Она обернулась. Он чуть повернулся, так что свет теперь падал на его лицо. Оно было бронзовое, с более глубокими морщинами, но все то же лицо, что она последний раз видела в Хейтер-сбэнкской балке три долгих года назад и больше уже не чаяла когда-либо увидеть.
Он был близко, протягивал к ней заветные руки. С трепетом она шагнула в его объятия, будто влекомая давним очарованием, но, оказавшись в кольце его рук, тут же отпрянула, издала пронзительный жалобный вопль и ладонями сдавила голову, словно пыталась вытеснить из нее заволакивающий сознание туман.
Потом посмотрела на него еще раз, взглядом сообщая ему о своей печальной судьбе, будто он мог читать по глазам.
Дважды она силилась заговорить, с трудом открывая онемевшие губы, и дважды слова, что рвались с языка, тонули в приливе горя, уносившего их назад, в самые глубины сердца.
Он подумал, что его появление оказалось для нее слишком внезапным, и стал утешать ее, нашептывая слова любви, пытаясь снова завлечь ее в свои сильные объятия. Но она, увидев его протянутые руки, выставила вперед ладони, словно отталкивая его, а потом, что-то невнятно простонав, опять схватилась за голову и, как слепая, помчалась к городу, ища защиты.
Ошеломленный ее поведением, он на минуту оцепенел, но потом решил, что она просто потрясена и ей нужно время, дабы осознать неожиданную радость. Он быстрым шагом пошел следом, не выпуская ее из виду, но и не пытаясь поравняться с ней.
«Я напугал мою любимую», – думал он. И эта мысль заставляла его обуздывать свое нетерпение и свой скорый шаг, как ему ни хотелось нагнать ее. Однако отставал он ненамного, и ее обострившийся слух улавливал следовавшие за ней знакомые шаги. И у нее мелькнула безумная мысль пойти к полноводной реке и навсегда положить конец пленившей ее безысходности. Под стремительными водами, что гнал на берег утренний прилив, она наверняка найдет убежище от всех людских попреков и тягостного, беспощадного горя.

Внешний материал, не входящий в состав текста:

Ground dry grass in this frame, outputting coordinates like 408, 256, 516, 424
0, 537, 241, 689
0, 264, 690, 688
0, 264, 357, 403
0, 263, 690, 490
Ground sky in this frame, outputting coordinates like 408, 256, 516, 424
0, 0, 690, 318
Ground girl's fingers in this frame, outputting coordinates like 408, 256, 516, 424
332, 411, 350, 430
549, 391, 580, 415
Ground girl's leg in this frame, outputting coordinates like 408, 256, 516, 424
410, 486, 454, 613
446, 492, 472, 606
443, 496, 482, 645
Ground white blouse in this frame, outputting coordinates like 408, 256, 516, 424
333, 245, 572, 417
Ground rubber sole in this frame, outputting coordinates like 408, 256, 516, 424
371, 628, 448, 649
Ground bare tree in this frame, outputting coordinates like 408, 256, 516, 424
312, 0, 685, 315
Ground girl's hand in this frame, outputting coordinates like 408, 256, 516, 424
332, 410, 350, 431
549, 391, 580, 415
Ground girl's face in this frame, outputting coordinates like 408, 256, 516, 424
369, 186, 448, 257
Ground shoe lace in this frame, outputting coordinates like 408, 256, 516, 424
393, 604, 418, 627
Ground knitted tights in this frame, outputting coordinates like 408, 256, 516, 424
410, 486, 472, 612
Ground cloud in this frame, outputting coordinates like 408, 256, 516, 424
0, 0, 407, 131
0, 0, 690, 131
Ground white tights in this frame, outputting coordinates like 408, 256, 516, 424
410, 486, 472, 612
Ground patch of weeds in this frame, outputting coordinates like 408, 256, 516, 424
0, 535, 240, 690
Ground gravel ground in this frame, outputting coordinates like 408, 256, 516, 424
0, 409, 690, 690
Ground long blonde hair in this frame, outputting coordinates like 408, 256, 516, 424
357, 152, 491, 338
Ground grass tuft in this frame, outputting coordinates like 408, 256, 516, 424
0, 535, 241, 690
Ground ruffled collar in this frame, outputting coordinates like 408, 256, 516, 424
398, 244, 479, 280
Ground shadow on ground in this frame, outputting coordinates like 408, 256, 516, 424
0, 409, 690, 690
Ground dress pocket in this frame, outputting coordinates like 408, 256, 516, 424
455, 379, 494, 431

Трудно сказать, что удержало ее от рокового шага: может быть, мысль о грудной дочке или о матери, а может, ангел Божий, – о том никто не ведает. Только, несясь по набережной, она все-таки повернула к дому и влетела в открытую дверь.

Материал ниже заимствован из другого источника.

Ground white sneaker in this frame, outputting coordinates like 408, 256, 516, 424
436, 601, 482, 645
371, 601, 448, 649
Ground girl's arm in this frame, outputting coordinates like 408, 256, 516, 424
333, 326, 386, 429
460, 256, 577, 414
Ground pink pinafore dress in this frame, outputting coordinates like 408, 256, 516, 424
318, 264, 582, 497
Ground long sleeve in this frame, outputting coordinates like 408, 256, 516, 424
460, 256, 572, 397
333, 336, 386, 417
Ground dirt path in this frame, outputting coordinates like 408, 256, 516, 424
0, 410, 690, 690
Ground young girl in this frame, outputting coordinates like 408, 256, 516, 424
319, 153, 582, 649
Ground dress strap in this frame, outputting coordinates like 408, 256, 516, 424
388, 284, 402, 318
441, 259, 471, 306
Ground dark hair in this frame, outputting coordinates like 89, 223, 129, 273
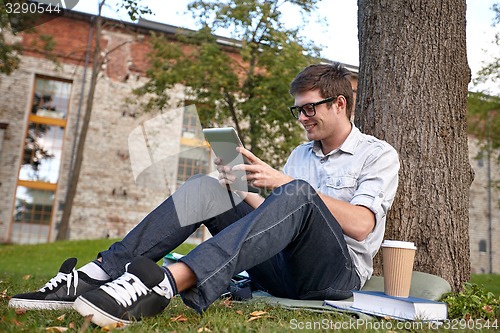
290, 62, 354, 119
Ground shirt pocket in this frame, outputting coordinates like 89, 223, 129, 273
326, 175, 357, 202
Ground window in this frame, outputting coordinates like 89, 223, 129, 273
479, 239, 488, 252
10, 76, 72, 243
177, 104, 210, 187
177, 146, 209, 185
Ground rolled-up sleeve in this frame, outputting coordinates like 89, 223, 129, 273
351, 143, 399, 223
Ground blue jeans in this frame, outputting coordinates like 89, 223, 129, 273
99, 175, 360, 312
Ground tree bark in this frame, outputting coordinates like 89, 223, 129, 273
356, 0, 473, 290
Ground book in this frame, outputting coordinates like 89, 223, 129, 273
324, 290, 448, 321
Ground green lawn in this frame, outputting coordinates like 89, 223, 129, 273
0, 239, 500, 333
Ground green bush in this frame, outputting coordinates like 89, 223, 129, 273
442, 283, 500, 320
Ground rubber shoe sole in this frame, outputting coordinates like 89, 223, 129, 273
9, 298, 74, 310
73, 297, 135, 327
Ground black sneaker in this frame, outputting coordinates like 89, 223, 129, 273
9, 258, 107, 310
73, 257, 175, 327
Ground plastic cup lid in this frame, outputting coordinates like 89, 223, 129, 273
382, 239, 417, 250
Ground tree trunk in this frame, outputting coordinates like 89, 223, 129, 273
56, 9, 104, 240
356, 0, 473, 290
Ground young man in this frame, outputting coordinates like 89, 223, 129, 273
9, 64, 399, 326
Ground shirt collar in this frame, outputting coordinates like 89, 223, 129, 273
312, 123, 361, 156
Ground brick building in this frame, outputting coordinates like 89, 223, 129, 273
0, 12, 500, 273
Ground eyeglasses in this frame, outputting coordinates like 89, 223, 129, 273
290, 96, 338, 119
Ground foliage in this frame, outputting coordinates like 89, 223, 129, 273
442, 283, 500, 320
467, 92, 500, 149
474, 2, 500, 93
135, 0, 318, 165
0, 0, 23, 75
117, 0, 152, 21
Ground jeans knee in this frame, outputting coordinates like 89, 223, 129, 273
273, 179, 316, 201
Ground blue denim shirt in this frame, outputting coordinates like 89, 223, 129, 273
283, 124, 399, 285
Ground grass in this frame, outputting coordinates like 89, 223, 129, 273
0, 239, 500, 333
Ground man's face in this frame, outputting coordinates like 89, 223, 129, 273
294, 90, 337, 140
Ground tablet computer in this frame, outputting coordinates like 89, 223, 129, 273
203, 127, 260, 192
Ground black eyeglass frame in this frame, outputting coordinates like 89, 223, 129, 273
290, 95, 339, 119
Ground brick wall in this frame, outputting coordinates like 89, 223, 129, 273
469, 139, 500, 273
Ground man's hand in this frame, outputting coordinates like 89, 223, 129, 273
232, 147, 293, 190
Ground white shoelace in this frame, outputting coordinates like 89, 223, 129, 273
100, 272, 167, 307
38, 269, 78, 295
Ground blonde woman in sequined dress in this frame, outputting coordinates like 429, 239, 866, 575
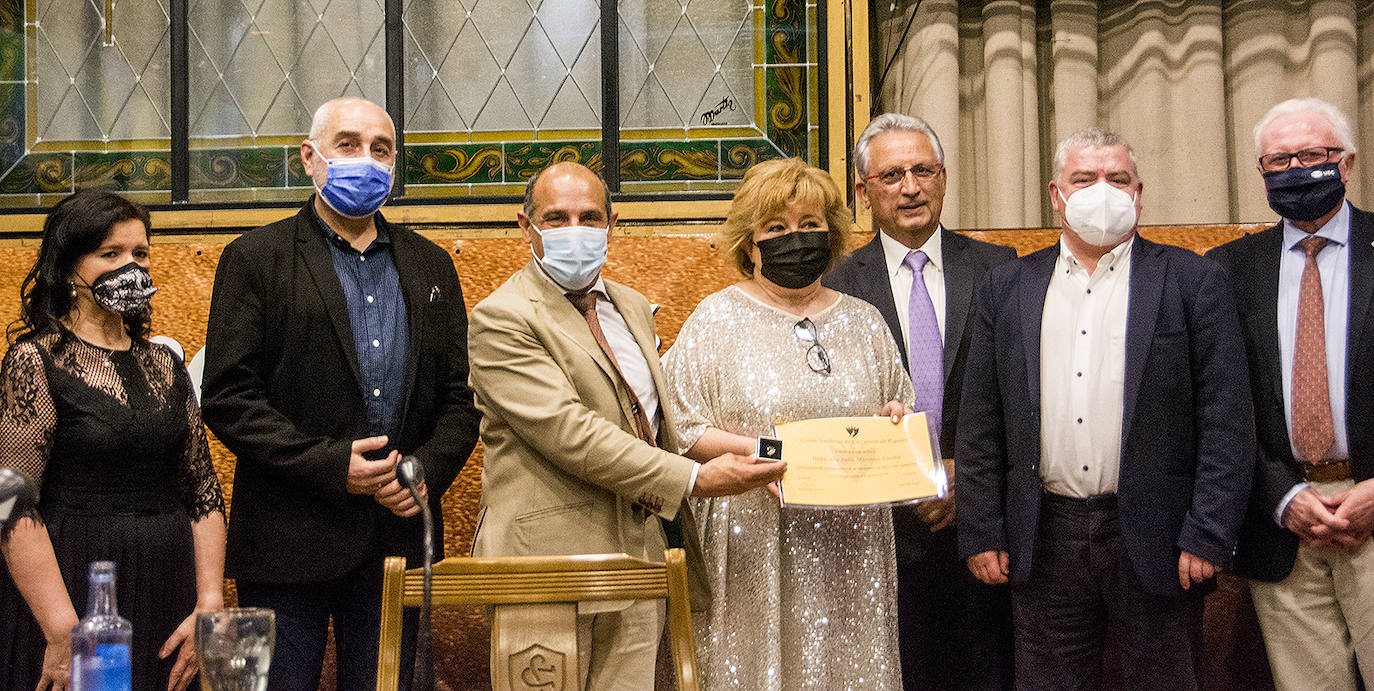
664, 159, 912, 691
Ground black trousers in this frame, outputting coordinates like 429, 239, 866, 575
238, 552, 419, 691
892, 507, 1013, 691
1011, 495, 1202, 690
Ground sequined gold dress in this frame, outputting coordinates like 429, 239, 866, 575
664, 286, 912, 691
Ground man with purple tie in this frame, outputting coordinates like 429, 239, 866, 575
823, 113, 1017, 690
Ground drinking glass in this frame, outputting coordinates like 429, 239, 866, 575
195, 607, 276, 691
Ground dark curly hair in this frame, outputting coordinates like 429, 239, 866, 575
5, 190, 153, 342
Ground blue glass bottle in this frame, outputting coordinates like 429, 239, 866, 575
71, 562, 133, 691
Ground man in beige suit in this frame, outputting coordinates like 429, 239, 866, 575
469, 163, 785, 690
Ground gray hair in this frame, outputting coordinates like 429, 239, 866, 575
1254, 99, 1355, 154
308, 96, 396, 141
525, 161, 610, 221
855, 113, 944, 177
1050, 128, 1140, 180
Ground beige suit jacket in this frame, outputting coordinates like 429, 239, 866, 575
469, 260, 709, 609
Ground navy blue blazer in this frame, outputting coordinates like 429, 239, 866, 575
1208, 206, 1374, 581
955, 238, 1254, 596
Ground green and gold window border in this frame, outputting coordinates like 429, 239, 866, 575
0, 0, 866, 231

Следуя за ней, он ступил в тихую сумрачную столовую, где к завтраку был накрыт стол. После яркого солнечного света здесь ему показалось особенно темно, и в первое мгновение он подумал, что она прошла дальше, что в комнате никого нет. С минуту он стоял, слыша лишь биение собственного сердца, но потом неукротимый всхлип заставил его оглядеться. Съежившись в комок, пряча лицо в ладонях, она сидела на корточках за дверью, и все ее существо сотрясала дрожь.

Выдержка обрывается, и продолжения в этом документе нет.